In a Precedent-Setting Move, the Supreme Court Denies Jewish Heirs’ Attempt to Reclaim the $250 Million Guelph Treasure
The heirs of the dealers who sold the treasure under duress will get another chance to make their case in a district court.
The U.S. Supreme Court has ruled against the heirs of a consortium of Jewish collectors who allege that their families were forced to sell the Guelph Treasure, a collection of Medieval devotional objects now valued at upwards of $250 million, to Nazis in the 1930s.
In a unanimous decision, the court ruled that the collectors will not be able to secure the 42 silver artifacts’ return through the U.S. legal system based on the case presented during oral arguments in December, reports Bloomberg Law. The decision could impact Holocaust-era restitution cases for decades to come.
Alan Philipp, Gerald Stiebel, and Jed Leiber, the heirs of the Guelph Treasure’s former owners, had sued Germany for restitution on the grounds that the transaction was among the many forced sales of artworks by Jews living under the Nazi regime. The treasure—called the Welfenschatz in German—is held by the Prussian Cultural Heritage Foundation (the Stiftung Preussischer Kulturbesitz, or SPK), which runs Berlin’s state museums, and is on view at Berlin’s Museum of Decorative Arts.
In general, other countries cannot be sued in U.S. court, according to the 1976 Foreign Sovereign Immunities Act. The plaintiffs’ case rested on whether or not the sale of the Guelph Treasure could be considered an “expropriation exception,” where property was taken “in violation of international law.”
But the court found that “the law of takings”—which has previously been used to secure the return of four Gustav Klimt canvases, including his famed Portrait of Adele Bloch-Bauer (1907), to refugee Maria Altmann—did not apply here.
The heirs had argued that the treasure’s forced sale violated international law as an act of genocide. But the court found that the only international law covered by the exception is property law, and that the seizure of a property belonging to a country’s own citizens is a domestic matter, and therefore not under the jurisdiction of U.S. law.
“We need not decide whether the sale of the consortium’s property was an act of genocide, because the expropriation exception is best read as referencing the international law of expropriation rather than of human rights,” chief justice John Roberts wrote in the opinion. “We do not look to the law of genocide to determine if we have jurisdiction over the heirs’ common law property claims. We look to the law of property.”

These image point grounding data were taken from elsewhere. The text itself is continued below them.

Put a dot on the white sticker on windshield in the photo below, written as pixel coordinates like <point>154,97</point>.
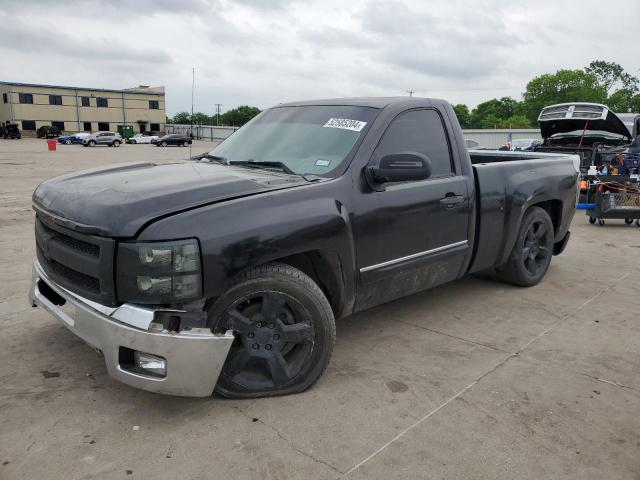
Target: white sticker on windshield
<point>345,124</point>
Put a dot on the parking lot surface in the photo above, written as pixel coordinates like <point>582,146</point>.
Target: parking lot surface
<point>472,380</point>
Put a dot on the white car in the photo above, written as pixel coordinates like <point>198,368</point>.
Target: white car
<point>140,138</point>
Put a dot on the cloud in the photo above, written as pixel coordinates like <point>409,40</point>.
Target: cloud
<point>264,52</point>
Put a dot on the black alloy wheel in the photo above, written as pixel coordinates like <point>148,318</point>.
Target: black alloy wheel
<point>284,332</point>
<point>531,255</point>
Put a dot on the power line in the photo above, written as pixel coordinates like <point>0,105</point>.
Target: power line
<point>218,105</point>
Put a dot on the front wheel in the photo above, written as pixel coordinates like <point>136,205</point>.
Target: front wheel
<point>531,254</point>
<point>284,332</point>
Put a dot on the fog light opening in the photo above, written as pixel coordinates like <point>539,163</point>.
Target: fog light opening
<point>142,363</point>
<point>150,363</point>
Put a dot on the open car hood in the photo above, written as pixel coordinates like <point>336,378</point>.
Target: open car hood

During oral arguments, Nicolas O’Donnell, attorney for the heirs, argued that excluding acts of genocide from the Foreign Sovereign Immunities Act would imply that “Congress intended to disadvantage the Nazi’s first victims, German Jews. This makes no sense.”
Roberts countered: “The exception places repeated emphasis on property and property-related rights, while injuries and acts we might associate with genocide are notably lacking,” he wrote. “That would be remarkable if the provision were intended to provide relief for atrocities such as the Holocaust.”
The long-running battle over the treasure originated in Germany in 2008, but the heirs were unable to secure the treasure’s return. The German Advisory Commission on Nazi-looted art found in a non-binding 2014 ruling that the sale had not taken place under duress. The plaintiffs tried again in U.S. court the following year. Despite a German motion to dismiss the case, a Washington, DC, district court agreed to hear the dispute—a decision upheld twice upon appeal before the case landed in the country’s highest court.
The case has now been sent back down to a district court to reconsider SPK’s motion to dismiss and determine whether the dispute can be adjudicated on other grounds. One potential avenue, raised by the plaintiff during the oral arguments in December, is the question of whether the art dealers were considered German nationals at the time of the sale. If, as Jews, their German citizenship was considered invalid, then the law of domestic takings would no longer apply.
“My clients are obviously disappointed in the court’s ruling,” O’Donnell told Artnet News in an email. “We are considering our next steps for when the case returns to the district court.”
“It is SPK’s long-held belief that this case should not be heard in U.S. court. As such, we welcome the Supreme Court’s unanimous decision in support of SPK,” SPK president Hermann Parzinger told Artnet News in an email. “We look forward to presenting robust legal arguments for the dismissal of this lawsuit.”